Even a moderately active workout such as walking for an hour can have a beneficial effect on hypertension.
This can lead to weight loss which is also beneficial to hypertension.
2. Reduce sodium in your diet
A minute reduction of sodium in the diet can help improve hypertension. The reduction doesn’t have to be drastic, a gradual reduction of sodium can be adapted. Consuming less processed food and being aware of the salt content in the food you eat are some of the ways to keep sodium intake in check.
3. Drink less alcohol
Alcohol not only contributes to increased pressure in blood but also interferes with the working of the hypertension-meds.
4. Eat more potassium-rich foods
Increased consumption of potassium helps the removal of sodium in the body.

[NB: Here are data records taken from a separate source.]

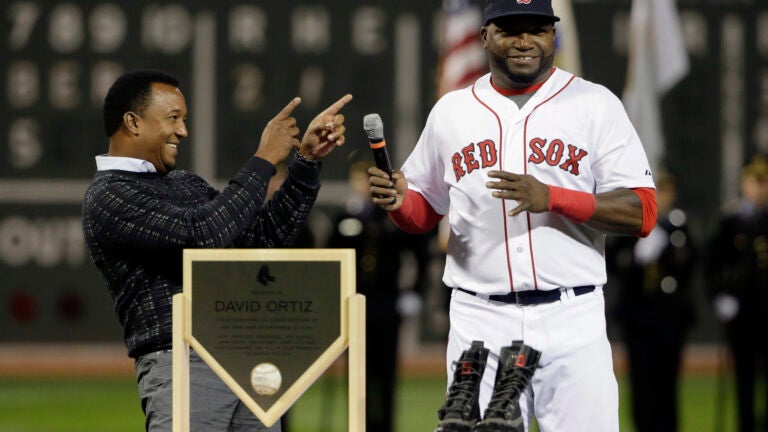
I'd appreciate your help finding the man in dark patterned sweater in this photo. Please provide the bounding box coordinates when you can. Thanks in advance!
[82,69,352,432]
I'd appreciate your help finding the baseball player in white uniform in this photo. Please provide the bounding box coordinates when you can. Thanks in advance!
[368,0,657,431]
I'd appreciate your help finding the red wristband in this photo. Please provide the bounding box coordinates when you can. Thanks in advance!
[547,185,597,223]
[389,190,442,233]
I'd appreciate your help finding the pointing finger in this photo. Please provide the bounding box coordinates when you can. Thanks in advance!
[320,94,353,116]
[274,97,302,120]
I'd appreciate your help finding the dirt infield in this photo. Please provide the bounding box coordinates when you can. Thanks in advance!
[0,342,726,378]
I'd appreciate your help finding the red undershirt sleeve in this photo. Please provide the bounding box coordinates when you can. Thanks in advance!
[388,190,443,234]
[633,187,657,238]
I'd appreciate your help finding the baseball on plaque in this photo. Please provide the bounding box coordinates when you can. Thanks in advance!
[250,362,282,396]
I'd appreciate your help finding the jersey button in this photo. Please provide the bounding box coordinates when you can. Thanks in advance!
[516,247,524,253]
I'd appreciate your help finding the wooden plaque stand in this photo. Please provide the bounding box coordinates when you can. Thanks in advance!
[172,248,365,431]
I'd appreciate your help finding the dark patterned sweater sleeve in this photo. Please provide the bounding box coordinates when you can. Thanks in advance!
[233,154,321,248]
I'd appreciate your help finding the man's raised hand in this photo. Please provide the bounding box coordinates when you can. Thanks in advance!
[256,97,302,165]
[299,94,353,160]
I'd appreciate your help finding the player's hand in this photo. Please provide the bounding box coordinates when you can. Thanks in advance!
[298,94,354,160]
[486,170,550,216]
[255,97,302,166]
[369,167,407,210]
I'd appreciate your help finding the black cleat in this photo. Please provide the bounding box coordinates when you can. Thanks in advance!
[434,341,490,432]
[472,341,541,432]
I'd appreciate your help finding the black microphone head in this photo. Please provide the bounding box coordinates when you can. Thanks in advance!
[363,113,384,142]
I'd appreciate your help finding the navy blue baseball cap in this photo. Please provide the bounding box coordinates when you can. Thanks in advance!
[483,0,561,24]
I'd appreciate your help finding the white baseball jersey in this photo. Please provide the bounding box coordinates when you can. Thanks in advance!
[401,68,655,294]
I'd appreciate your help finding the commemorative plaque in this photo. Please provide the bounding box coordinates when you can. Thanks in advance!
[173,248,363,430]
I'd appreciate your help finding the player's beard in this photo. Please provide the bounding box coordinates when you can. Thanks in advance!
[492,52,555,86]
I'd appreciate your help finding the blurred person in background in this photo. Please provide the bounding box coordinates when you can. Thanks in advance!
[327,160,434,432]
[709,155,768,432]
[607,170,697,432]
[82,69,352,432]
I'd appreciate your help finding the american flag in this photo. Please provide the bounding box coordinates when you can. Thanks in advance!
[436,0,488,98]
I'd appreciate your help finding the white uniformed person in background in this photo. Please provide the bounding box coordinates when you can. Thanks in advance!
[708,155,768,432]
[607,170,697,432]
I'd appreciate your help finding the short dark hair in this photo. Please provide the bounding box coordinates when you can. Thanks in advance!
[103,69,180,137]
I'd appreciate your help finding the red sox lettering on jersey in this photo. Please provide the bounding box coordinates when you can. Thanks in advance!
[451,140,497,181]
[528,137,588,176]
[451,137,588,181]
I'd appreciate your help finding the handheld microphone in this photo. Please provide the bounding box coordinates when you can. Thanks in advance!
[363,113,392,176]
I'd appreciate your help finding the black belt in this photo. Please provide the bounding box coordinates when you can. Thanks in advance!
[456,285,595,306]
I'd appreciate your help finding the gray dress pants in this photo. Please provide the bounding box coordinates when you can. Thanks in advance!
[135,350,281,432]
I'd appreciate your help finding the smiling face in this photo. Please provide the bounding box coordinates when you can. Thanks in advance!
[481,15,556,89]
[131,82,188,173]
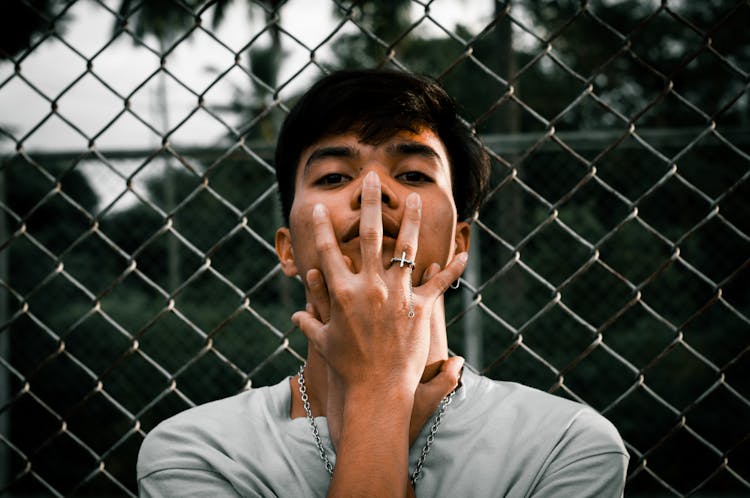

Some of the food rich in potassium are
- leafy greens and Beans
- Fruits and dairy
- Tuna and salmon
- Nuts and seeds
Removal of sodium results in low diastolic blood pressure which in turn results in lowered blood pressure.
5. Give up smoking
Cigarette smoking can result in increased blood pressure thus stopping it leads to normalization.
6. Lower caffeine
Caffeine may affect people who rarely consume it but regular consumers may not have any effect at all. But there is a possibility that it may contribute to the rise in blood pressure. Lowered caffeine intake leads to low diastolic blood pressure.
7. Dark chocolate or cocoa
Dark chocolate and cocoa powder contain flavonoids that help relax blood vessels, lowering blood pressure.
Berries are packed with polyphenols which help lower blood pressure and overall risk to the heart.
9. Managing stress
Stress is one of the main causatives and maintaining factors of high blood pressure.
When in stress, the body switches on to fight or flight mode which results in a faster heart rate with constricted vessels. Also, stress can lead to unhealthy behavior such as stress eating. All of which will contribute to a raised blood pressure. Learning to manage stress better is beneficial.
10. Apple Cider Vinegar for high blood pressure
Apple cider vinegar helps reduce blood pressure by Lowering blood glucose, renin activity, weight, and cholesterol.
About three teaspoons per day of apple cider vinegar can be beneficial is lowering blood pressure. It can be had as is or can be creatively incorporated into the regular diet in a number of ways. For example, apple cider vinegar can be added to popcorns and had. It is simple and effective as well.